There are a number of excellent resources available online that may also be able help you navigate the effects of cancer-related insomnia. Try checking out the websites for the American Academy of Sleep Medicine or the Society of Behavioral Sleep Medicine for tips on how to get better sleep.
How can the health care team help with managing cancer-related insomnia?
Sleep difficulties right after a cancer diagnosis can be normal due to the shock of the diagnosis. For some people, this will get better over time. However, if you are having trouble with sleep that lasts for a few weeks to a few months, it is important to let your health care team know so they can rule out medical sleep conditions, like sleep apnea, and provide guidance on potential treatment options.

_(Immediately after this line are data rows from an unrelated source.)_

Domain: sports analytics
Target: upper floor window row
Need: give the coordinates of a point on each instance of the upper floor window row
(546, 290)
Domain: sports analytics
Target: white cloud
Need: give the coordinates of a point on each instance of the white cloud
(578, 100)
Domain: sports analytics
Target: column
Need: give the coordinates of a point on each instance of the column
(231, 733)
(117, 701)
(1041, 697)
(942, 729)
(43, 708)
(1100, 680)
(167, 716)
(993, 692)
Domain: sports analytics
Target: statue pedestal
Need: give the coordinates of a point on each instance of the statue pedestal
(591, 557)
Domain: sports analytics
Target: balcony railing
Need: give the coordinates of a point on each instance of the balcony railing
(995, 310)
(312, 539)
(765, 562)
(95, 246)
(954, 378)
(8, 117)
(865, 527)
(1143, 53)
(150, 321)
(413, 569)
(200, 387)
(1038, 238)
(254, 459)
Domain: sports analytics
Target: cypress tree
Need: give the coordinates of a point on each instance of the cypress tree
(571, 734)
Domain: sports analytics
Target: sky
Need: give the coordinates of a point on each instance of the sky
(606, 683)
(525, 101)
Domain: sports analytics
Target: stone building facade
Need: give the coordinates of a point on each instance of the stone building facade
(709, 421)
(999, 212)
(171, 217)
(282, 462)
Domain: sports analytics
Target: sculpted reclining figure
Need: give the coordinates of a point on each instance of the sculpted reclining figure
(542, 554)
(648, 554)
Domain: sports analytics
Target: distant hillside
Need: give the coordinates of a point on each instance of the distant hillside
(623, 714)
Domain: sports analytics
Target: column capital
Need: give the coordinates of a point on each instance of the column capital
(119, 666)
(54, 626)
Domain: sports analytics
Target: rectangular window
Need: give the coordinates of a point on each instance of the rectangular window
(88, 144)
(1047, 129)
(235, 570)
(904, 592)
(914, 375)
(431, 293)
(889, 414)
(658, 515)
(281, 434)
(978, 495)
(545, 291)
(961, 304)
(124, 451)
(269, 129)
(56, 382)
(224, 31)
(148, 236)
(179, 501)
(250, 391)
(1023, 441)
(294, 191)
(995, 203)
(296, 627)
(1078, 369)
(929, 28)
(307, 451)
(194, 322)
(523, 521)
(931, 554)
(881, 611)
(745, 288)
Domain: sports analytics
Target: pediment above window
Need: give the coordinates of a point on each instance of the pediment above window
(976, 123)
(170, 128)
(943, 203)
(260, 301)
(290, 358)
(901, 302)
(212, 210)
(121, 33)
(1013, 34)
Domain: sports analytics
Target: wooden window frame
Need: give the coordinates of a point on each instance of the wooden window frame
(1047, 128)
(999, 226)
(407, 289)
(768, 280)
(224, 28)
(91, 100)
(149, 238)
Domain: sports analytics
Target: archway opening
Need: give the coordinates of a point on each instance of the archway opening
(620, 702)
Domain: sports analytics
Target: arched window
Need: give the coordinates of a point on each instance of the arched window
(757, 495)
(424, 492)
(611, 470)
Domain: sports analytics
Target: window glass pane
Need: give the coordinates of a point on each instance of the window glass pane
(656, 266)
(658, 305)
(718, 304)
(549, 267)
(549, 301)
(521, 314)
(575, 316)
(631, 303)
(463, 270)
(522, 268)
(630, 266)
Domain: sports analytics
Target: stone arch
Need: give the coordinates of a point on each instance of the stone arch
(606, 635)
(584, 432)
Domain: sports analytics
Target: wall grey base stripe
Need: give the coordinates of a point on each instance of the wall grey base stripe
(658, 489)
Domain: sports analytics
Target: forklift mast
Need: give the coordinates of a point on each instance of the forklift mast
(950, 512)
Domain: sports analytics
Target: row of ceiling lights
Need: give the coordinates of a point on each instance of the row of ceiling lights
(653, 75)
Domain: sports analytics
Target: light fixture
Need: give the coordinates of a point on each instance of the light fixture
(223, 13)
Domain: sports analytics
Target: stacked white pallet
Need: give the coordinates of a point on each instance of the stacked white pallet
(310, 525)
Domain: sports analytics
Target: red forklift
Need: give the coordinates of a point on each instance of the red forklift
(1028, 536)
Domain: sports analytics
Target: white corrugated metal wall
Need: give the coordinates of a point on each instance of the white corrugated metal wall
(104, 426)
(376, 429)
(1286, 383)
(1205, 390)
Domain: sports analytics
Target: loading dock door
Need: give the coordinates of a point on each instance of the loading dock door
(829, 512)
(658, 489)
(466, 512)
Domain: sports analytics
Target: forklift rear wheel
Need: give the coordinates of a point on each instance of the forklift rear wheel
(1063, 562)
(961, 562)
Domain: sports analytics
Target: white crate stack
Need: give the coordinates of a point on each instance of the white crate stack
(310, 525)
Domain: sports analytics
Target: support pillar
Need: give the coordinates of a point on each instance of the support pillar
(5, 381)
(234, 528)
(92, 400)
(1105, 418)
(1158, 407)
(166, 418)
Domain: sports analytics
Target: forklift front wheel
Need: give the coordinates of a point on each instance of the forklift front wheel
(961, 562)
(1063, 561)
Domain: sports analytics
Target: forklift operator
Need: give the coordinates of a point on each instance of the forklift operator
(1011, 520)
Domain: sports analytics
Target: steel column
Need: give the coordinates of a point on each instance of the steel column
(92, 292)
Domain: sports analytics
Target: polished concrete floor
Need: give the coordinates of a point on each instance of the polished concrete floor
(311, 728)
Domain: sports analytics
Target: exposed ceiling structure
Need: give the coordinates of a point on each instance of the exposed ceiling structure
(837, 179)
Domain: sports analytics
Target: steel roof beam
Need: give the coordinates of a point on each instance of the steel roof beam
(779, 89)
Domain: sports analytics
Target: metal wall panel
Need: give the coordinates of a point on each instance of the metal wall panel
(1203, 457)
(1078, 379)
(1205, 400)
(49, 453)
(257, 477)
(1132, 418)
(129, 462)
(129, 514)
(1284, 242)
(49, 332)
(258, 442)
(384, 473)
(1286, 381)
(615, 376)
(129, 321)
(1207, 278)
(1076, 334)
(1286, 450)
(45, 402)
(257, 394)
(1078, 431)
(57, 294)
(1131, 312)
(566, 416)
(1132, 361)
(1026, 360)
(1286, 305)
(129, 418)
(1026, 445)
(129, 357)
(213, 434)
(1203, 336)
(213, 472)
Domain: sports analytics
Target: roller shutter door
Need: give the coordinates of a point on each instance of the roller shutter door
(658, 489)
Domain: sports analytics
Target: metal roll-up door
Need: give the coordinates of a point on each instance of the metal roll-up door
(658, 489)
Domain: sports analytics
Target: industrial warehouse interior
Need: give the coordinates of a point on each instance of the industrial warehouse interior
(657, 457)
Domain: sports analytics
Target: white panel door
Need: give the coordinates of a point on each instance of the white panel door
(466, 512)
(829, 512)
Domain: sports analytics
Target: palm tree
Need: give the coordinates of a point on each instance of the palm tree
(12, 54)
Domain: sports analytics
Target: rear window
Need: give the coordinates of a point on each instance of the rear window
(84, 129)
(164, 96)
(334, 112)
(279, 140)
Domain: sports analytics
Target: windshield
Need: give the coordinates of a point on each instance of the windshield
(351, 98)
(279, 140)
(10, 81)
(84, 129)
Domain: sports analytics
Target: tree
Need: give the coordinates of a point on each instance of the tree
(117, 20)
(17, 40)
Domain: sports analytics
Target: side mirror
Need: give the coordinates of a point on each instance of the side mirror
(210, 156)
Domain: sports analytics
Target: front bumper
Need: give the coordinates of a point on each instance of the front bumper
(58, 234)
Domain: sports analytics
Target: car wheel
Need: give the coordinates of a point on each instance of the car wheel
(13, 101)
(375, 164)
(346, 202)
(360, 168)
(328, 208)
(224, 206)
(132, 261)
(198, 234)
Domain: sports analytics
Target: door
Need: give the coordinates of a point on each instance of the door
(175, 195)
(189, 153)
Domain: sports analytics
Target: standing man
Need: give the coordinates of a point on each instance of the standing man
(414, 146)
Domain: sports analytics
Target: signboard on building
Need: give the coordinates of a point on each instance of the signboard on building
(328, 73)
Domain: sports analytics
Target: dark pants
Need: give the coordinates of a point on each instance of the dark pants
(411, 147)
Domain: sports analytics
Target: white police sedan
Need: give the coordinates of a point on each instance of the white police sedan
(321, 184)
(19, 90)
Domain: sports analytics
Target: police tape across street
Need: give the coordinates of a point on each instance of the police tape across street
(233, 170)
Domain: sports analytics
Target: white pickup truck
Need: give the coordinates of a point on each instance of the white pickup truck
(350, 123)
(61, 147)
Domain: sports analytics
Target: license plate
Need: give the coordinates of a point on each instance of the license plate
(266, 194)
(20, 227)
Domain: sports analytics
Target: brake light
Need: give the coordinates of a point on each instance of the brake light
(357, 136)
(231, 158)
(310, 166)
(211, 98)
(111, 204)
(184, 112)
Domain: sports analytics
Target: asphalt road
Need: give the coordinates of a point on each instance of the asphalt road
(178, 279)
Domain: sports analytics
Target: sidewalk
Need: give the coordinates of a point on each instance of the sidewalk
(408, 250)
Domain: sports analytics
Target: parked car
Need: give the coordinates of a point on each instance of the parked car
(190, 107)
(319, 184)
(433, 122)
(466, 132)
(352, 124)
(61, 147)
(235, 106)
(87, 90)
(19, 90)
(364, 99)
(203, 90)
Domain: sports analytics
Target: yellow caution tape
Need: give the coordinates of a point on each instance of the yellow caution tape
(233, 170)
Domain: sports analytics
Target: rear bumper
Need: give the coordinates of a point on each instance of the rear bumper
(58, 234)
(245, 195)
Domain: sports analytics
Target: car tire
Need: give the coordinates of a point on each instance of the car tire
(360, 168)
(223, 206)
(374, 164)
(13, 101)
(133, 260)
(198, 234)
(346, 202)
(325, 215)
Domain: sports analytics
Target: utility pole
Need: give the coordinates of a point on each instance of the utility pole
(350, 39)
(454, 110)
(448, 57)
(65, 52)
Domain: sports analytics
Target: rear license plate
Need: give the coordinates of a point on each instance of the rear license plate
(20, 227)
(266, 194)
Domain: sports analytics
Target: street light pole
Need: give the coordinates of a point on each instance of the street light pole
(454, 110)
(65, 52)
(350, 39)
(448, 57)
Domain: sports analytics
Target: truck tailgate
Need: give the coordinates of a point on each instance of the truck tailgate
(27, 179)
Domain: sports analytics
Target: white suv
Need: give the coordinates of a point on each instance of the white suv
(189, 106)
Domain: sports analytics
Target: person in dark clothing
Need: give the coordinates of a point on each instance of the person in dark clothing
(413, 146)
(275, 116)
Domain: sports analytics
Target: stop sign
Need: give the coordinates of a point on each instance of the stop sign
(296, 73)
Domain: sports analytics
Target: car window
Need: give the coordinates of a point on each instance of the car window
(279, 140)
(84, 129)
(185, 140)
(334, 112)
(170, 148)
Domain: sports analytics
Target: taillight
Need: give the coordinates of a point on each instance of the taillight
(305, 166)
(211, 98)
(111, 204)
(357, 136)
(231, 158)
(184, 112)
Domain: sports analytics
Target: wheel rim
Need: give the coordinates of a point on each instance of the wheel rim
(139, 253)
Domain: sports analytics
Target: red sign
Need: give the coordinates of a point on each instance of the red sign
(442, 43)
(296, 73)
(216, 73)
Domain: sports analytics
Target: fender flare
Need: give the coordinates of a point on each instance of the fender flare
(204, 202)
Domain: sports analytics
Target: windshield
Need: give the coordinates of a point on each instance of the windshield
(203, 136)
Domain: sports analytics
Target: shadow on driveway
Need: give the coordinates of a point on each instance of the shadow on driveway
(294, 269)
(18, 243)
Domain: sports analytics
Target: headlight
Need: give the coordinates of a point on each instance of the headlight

In the short term, sleep medications can be very effective at managing cancer-related insomnia, and psychotherapy, a type of counseling, may help with overall distress related to your diagnosis. For longer-term trouble with sleep, psychotherapy is an excellent option. Cognitive Behavioral Therapy for Insomnia (CBTi) is a scientifically supported set of coping tools and strategies that has helped many people overcome insomnia. Your health care team may be able to connect you with mental health professionals in your community who are trained to deliver this type of treatment.
Remember, it is important to practice self-compassion while going through cancer treatment. Remind yourself that any one bad night of sleep will not be harmful to you and will often make you tired enough to improve your sleep the next night.
The author has no relevant relationships to disclose.